Usually, before performing raster-to-vector conversion, I will binarize the raster.
use GDAL
/**
* TIFF Filter
*
* @param sourceTiff Source TIFF file
* @param targetTiff Target TIFF file
* @param min Minimum value
* @param max Maximum value
* @param nBand Band number
*/
public static void tiffFilter(Path sourceTiff, Path targetTiff, double min, double max, int nBand) {
if (Files.notExists(sourceTiff)) {
throw new ServiceException("File does not exist!");
}
Dataset inputDataset = gdal.Open(sourceTiff.toAbsolutePath().toString(), gdalconst.GA_ReadOnly);
if (inputDataset == null) {
throw new ServiceException("Unable to open raster file: " + gdal.GetLastErrorMsg());
}
// Get basic information about the raster data
int xSize = inputDataset.GetRasterXSize();
int ySize = inputDataset.GetRasterYSize();
// Read the raster data
float[] data = new float[xSize * ySize];
try {
Band band = inputDataset.GetRasterBand(nBand);
band.ReadRaster(0, 0, xSize, ySize, data);
// Apply filter operations, such as setting pixel values below a threshold to 0
for (int i = 0; i < data.length; i++) {
if (data[i] > max || data[i] < min) {
data[i] = 0;
continue;
}
// Set pixel values greater than the threshold to 1
data[i] = 1;
}
} catch (Exception e) {
inputDataset.delete();
throw e;
}
Dataset outputDataset = null;
try {
// Create a new raster dataset
Driver driver = gdal.GetDriverByName(inputDataset.GetDriver().getShortName());
if (driver == null) {
throw new ServiceException("Unable to get GTiff driver: " + gdal.GetLastErrorMsg());
}
outputDataset = driver.Create(targetTiff.toAbsolutePath().toString(), xSize, ySize, 1, gdalconst.GDT_Float64);
if (outputDataset == null) {
throw new ServiceException("Unable to create output raster file: " + gdal.GetLastErrorMsg());
}
// Write the filtered data
Band outputBand = outputDataset.GetRasterBand(nBand);
outputBand.WriteRaster(0, 0, xSize, ySize, data);
outputBand.SetNoDataValue(0);
// Set the georeference information and projection
outputDataset.SetGeoTransform(inputDataset.GetGeoTransform());
outputDataset.SetProjection(inputDataset.GetProjection());
} finally {
// Cleanup
inputDataset.delete();
if (Objects.nonNull(outputDataset)) {
outputDataset.delete();
}
}
if (Files.notExists(targetTiff)) {
throw new ServiceException("Raster filtering failed!");
}
}
GeoTools
In this method, I used JDK 8's parallel stream processing. Although dividing by boundaries saves memory, it is still very slow. If there are better solutions, we can discuss and exchange ideas.
/**
* Converts the grid coverage to a SimpleFeatureCollection.

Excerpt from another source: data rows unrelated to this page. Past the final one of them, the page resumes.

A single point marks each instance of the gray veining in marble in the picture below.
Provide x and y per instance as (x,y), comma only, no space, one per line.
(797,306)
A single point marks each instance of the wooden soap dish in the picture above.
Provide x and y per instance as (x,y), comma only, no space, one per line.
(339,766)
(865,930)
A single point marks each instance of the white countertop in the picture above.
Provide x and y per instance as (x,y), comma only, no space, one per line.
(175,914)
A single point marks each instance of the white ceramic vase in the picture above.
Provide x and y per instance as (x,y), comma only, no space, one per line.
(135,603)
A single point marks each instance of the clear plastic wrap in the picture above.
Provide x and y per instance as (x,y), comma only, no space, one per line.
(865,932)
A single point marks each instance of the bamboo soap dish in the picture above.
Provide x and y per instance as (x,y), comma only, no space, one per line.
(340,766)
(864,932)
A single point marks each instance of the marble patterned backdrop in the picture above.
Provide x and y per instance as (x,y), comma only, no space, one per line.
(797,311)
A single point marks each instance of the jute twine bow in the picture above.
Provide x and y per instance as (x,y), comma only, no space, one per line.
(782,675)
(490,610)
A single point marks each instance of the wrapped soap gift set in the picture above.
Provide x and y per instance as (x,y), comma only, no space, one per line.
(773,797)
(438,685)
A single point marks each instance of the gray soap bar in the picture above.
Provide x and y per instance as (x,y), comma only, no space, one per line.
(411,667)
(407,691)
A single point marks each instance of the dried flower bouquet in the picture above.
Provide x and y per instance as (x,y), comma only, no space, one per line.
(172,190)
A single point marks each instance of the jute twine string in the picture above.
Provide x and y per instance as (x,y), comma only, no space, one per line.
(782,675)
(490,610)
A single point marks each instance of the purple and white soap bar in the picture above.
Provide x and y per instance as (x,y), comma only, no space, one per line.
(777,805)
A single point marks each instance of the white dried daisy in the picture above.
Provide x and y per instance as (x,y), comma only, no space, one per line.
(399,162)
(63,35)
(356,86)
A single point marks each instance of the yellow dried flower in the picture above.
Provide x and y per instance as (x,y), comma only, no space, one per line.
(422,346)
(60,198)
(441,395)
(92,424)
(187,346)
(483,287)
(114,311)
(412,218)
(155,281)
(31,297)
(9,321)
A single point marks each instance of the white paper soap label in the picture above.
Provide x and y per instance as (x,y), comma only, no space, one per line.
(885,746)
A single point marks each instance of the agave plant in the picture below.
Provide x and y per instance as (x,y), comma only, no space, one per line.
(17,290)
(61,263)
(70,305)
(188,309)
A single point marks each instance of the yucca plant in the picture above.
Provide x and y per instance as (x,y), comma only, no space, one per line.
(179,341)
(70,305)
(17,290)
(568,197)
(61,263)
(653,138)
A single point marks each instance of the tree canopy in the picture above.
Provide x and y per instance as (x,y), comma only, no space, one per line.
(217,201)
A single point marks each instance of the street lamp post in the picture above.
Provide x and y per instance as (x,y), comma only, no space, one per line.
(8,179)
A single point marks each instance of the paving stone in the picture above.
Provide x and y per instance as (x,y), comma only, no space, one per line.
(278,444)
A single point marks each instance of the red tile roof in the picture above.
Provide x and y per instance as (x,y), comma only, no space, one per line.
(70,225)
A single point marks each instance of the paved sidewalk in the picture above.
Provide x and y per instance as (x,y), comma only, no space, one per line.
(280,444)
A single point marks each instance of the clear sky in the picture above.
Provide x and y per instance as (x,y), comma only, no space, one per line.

* This method divides the given grid coverage into multiple small grids, extracts the geometry for each small grid,
* and then merges these geometries into a SimpleFeatureCollection.
*
* @param gridCoverage2D The grid coverage that provides the geographic range and data to be processed.
* @param nodata The value used to fill no-data regions.
* @param handle A functional interface used for further processing of the merged geometries.
* @param row The number of rows to divide.
* @param cols The number of columns to divide.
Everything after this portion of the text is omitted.